I was once asked to give a lecture to Post managers on how to manage genius. I said you don’t try to “manage” genius. It can’t be managed. Geniuses usually have a screw loose somewhere. You don’t try to tighten it: that could ruin everything. If someone is a compulsive nose picker, you compliment them on how well they do it. They all thought I was kidding.
—
Q: Is there any story you wrote that you feel didn’t get the attention or applause it warranted?
A: Yes, I wrote this story ahead of the expected descent of the dreaded computer Millennium Bug. It’s fascinating. Really well told. I actually came to a solid, defensible conclusion, at the end, about whose fault the whole fiasco was. I felt, at the time, that it was the best thing I’d ever written. The reporting was spectacular, I say modestly. Alas, the bug hit only with a mild splat, like a mosquito on a windshield, and the story, which envisioned disaster scenarios, plummeted to a deserved death online forever after.
—
This is Gene. I have an observation. It is a little unkind. It is very rare that I think respondents to a poll are misleading us, and/or themselves. I do today. I believe most people would drive if they felt a little buzzed from three beers. They’d be extra careful and cautious, but they’d drive home rather than … what? Leave the car and call an Uber, then get another Uber to get their car the same day? Same with multitasking in a car. Sosumi.
—
This is still Gene. I am calling us down. Thanks for the excellent Q’s and O’s. We need more, for Thursday. Please keep sending them here:
SWM seeks a female to donate (or sell) me some of her eggs. My plan is to fertilize them at a clinic to create 5 embryos. Then I’ll move to Alabama, where I’ll suddenly have 5 dependents to write off on my state and federal taxes for the rest of my life. Is this brilliant, or what?

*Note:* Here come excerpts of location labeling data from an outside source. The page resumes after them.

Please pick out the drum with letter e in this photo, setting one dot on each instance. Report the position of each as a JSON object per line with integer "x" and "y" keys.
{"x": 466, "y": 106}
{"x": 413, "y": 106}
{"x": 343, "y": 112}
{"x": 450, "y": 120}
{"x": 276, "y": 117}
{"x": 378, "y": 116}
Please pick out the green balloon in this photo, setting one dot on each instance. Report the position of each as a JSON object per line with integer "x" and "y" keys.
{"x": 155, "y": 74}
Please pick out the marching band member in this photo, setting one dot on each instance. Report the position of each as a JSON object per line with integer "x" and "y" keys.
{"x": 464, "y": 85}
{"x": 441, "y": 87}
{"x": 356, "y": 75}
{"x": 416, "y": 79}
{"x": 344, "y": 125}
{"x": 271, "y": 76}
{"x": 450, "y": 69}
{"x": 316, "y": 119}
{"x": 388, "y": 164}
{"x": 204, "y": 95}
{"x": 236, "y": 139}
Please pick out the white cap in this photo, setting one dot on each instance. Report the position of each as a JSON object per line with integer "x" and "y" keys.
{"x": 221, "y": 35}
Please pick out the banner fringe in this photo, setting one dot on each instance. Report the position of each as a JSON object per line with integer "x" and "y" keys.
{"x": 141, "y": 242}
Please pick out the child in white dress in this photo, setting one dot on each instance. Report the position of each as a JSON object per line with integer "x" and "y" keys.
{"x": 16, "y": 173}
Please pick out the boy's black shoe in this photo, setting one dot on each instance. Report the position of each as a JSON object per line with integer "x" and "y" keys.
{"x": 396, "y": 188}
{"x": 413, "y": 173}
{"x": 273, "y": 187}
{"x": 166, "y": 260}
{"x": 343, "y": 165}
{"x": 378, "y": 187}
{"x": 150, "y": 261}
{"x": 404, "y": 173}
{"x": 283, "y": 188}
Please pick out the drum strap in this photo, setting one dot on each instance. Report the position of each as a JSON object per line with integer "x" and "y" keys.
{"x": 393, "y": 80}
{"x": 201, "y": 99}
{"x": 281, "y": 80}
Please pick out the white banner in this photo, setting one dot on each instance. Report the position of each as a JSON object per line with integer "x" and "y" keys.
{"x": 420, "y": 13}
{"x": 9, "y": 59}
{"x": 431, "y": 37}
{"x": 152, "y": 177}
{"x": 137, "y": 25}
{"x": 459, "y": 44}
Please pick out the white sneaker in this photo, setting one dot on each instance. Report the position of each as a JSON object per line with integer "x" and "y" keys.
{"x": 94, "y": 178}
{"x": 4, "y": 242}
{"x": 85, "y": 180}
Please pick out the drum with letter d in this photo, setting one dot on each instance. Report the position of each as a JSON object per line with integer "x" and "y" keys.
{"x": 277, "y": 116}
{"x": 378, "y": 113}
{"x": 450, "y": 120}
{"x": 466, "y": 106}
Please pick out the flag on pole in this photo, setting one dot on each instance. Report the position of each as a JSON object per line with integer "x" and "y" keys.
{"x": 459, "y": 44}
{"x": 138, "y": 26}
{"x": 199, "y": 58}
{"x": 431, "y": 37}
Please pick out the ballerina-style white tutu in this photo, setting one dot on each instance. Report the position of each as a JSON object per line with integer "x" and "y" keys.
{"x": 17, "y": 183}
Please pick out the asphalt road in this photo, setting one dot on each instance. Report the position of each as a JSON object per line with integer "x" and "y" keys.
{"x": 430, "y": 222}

DUDE! You'd have to move to ALABAMA and live there for the rest of your LIFE. It isn't worth it....
I watched the Shane Gillis monologue, and like you, Gene, I thought it was rather sweet. I have a sister with intellectual disabilities, although she doesn’t have chromosomal problems. She says some very funny things, mostly because she doesn’t have a filter. One year, the rabbi’s Yom Kippur sermon included the term “verdant.” She hissed in a stage whisper, “He said virgin!” That is funny to me, but people who don’t know anyone with intellectual disabilities might not think so. My granddaughter, who also has I.D. issues, recently announced to a planeload of people, “My dad farts a lot!” Embarrassing, but funny.
It’s the old story that I can tell Jewish jokes, but non-Jews had better not. Shane Gillis, as the uncle of a Down syndrome child that he obviously adores, can tell these stories, but those who do not have I.D. people in the family should not do so. Besides, they often don’t understand that I.D. folks are first and foremost people because they haven’t had a close enough relationship with anyone with I.D. It’s not punching down when he’s not punching.
It’s tough for our family to have two people with major special needs. It’s very expensive to give them what they need. And I’d rather have a healthy sister and healthy grandchild. But I don’t. I do, however, love them a lot and know it’s ok to laugh at their foibles when they’re funny.